Sabtu, 4 Oktober 2025

Ada Penyidik TNI dalam RUU KKS: Ancaman Terhadap Demokrasi dan Negara Hukum

RUU KKS masih terlalu menekankan pendekatan state centric dengan mengedepankan pelindungan kepentingan nasional.

Freepik
ILUSTRASI KEJAHATAN SIBER- Pemerintah melalui Kementerian Hukum telah menyelesaikan proses penyusunan RUU Keamanan dan Ketahanan Siber (KKS), untuk diajukan ke DPR, sebagai prioritas legislasi 2026.  

Penambahan tugas ini menjadi problematis dengan kondisi ketidakjelasan mengenai gradasi ancaman. 

Ketidakjelasan  ini akan memberikan ruang bagi militer untuk terlibat dalam semua tingkatan penanganan ancaman keamanan siber, tidak terbatas pada aspek yang berkaitan dengan ancaman perang siber (cyber conflict). 
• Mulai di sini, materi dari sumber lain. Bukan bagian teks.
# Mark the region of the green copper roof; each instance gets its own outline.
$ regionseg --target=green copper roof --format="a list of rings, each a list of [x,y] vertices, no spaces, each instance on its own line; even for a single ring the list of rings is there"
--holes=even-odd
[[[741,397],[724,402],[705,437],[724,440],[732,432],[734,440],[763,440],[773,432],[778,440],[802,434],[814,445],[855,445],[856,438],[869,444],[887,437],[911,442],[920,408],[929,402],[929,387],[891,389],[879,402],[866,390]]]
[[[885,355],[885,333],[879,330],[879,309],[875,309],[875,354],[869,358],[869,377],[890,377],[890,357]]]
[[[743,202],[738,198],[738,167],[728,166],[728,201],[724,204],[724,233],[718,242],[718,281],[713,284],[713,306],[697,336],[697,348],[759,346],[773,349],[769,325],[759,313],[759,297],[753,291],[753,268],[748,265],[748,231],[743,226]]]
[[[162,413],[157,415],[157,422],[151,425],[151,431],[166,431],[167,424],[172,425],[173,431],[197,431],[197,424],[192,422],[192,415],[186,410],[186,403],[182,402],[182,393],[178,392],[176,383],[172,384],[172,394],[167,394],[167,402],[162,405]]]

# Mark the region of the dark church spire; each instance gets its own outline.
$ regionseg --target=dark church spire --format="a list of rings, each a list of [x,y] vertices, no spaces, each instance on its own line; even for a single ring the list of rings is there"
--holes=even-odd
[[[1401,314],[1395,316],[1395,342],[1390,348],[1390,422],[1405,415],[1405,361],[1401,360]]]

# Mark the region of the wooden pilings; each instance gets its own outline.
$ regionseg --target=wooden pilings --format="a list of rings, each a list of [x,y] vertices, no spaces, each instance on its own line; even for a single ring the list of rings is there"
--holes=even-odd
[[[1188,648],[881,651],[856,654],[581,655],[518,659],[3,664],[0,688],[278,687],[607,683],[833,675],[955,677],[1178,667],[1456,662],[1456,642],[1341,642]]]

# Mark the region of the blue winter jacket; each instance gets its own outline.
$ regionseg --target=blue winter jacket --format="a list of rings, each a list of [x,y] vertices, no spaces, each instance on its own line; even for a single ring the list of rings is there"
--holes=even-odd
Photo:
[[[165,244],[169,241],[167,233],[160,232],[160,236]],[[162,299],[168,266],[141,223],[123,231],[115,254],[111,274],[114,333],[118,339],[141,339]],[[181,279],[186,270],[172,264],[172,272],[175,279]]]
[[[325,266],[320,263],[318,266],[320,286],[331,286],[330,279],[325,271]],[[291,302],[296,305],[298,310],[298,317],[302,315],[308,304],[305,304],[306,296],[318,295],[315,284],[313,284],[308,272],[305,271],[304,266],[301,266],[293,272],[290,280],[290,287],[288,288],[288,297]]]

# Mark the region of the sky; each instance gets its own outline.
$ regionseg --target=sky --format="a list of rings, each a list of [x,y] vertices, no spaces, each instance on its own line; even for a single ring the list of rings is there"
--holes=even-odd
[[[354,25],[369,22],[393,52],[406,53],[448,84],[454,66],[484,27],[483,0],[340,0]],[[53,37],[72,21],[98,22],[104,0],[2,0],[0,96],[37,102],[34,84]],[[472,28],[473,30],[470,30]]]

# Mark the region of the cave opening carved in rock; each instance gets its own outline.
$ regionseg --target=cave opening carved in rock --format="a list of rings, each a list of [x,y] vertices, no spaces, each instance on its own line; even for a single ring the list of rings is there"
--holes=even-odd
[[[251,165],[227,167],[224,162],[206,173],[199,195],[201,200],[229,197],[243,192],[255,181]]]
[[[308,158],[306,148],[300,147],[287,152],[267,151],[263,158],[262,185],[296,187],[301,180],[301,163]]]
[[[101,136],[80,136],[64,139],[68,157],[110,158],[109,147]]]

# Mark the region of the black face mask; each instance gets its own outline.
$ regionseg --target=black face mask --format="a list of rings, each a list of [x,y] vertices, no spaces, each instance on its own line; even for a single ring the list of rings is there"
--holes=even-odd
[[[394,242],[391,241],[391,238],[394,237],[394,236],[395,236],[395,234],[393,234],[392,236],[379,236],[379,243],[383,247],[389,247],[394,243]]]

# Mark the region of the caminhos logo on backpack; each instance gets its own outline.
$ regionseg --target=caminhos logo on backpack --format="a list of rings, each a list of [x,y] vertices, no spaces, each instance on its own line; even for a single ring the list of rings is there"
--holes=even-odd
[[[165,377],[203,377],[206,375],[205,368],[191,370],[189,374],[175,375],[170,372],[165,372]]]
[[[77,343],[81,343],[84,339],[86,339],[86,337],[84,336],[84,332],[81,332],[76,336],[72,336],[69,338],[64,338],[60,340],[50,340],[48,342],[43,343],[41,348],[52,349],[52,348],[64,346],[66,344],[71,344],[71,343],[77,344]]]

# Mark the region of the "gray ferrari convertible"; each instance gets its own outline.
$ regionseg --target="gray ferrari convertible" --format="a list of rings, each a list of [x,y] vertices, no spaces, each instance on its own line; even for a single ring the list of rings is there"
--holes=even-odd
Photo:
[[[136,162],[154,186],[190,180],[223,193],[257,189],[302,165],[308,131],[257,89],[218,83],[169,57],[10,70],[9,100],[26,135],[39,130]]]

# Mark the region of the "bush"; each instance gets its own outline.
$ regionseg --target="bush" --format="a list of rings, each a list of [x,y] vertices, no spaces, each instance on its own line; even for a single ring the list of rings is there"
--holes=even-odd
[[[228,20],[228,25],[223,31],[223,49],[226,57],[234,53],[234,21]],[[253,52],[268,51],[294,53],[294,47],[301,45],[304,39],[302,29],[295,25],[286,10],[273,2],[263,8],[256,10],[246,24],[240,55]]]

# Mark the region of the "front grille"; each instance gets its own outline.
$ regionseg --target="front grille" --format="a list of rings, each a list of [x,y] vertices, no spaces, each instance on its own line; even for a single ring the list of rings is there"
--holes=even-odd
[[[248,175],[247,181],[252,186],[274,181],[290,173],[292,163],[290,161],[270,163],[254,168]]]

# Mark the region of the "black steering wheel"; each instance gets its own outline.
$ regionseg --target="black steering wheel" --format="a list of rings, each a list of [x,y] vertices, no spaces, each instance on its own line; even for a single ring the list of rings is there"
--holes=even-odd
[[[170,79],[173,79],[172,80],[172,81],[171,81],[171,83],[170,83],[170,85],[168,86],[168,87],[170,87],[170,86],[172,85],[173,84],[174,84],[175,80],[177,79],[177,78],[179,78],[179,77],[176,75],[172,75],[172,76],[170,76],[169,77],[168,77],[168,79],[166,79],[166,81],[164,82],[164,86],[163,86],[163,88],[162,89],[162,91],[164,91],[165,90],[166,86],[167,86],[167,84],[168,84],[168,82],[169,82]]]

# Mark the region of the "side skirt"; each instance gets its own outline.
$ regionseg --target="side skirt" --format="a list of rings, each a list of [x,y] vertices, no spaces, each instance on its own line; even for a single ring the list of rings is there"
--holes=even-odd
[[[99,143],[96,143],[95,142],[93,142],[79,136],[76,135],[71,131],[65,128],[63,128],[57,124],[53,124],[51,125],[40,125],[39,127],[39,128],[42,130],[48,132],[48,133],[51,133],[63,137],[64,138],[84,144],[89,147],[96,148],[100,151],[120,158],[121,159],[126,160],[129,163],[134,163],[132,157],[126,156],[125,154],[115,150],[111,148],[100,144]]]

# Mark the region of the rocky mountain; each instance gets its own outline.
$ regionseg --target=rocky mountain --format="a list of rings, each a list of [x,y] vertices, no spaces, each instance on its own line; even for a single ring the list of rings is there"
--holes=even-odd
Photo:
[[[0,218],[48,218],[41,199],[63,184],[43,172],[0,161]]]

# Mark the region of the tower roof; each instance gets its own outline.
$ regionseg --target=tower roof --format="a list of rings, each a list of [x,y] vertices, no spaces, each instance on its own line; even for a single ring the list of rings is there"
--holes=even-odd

Selain itu, pertahanan siber (cyber defense) yang menjadi tugas dari TNI, fokus dan lingkupnya semestinya lebih menekankan pada tindakan defensif yang diambil untuk menghancurkan, meniadakan, atau mengurangi keefektifan ancaman siber terhadap pasukan dan aset (active cyber defense), atau sebaliknya dengan tindakan yang diambil untuk meminimalkan keefektifan ancaman siber terhadap pasukan dan aset (passive cyber defense).

Selain itu, besarnya risiko abuse of power dalam penyidikan tindak pidana keamanan dan ketahanan siber, juga belum disertai dengan mekanisme akuntabilitas yang memadai. 

Mengingat sampai dengan saat ini belum dilakukan pembaruan terhadap UU No. 31/1997 tentang Peradilan Militer. 

Akibatnya setiap pelanggaran pidana, baik pidana militer maupun pidana umum, termasuk pidana keamanan dan ketahanan siber, yang dilakukan oleh anggota TNI, penuntutannya harus melalui peradilan militer. 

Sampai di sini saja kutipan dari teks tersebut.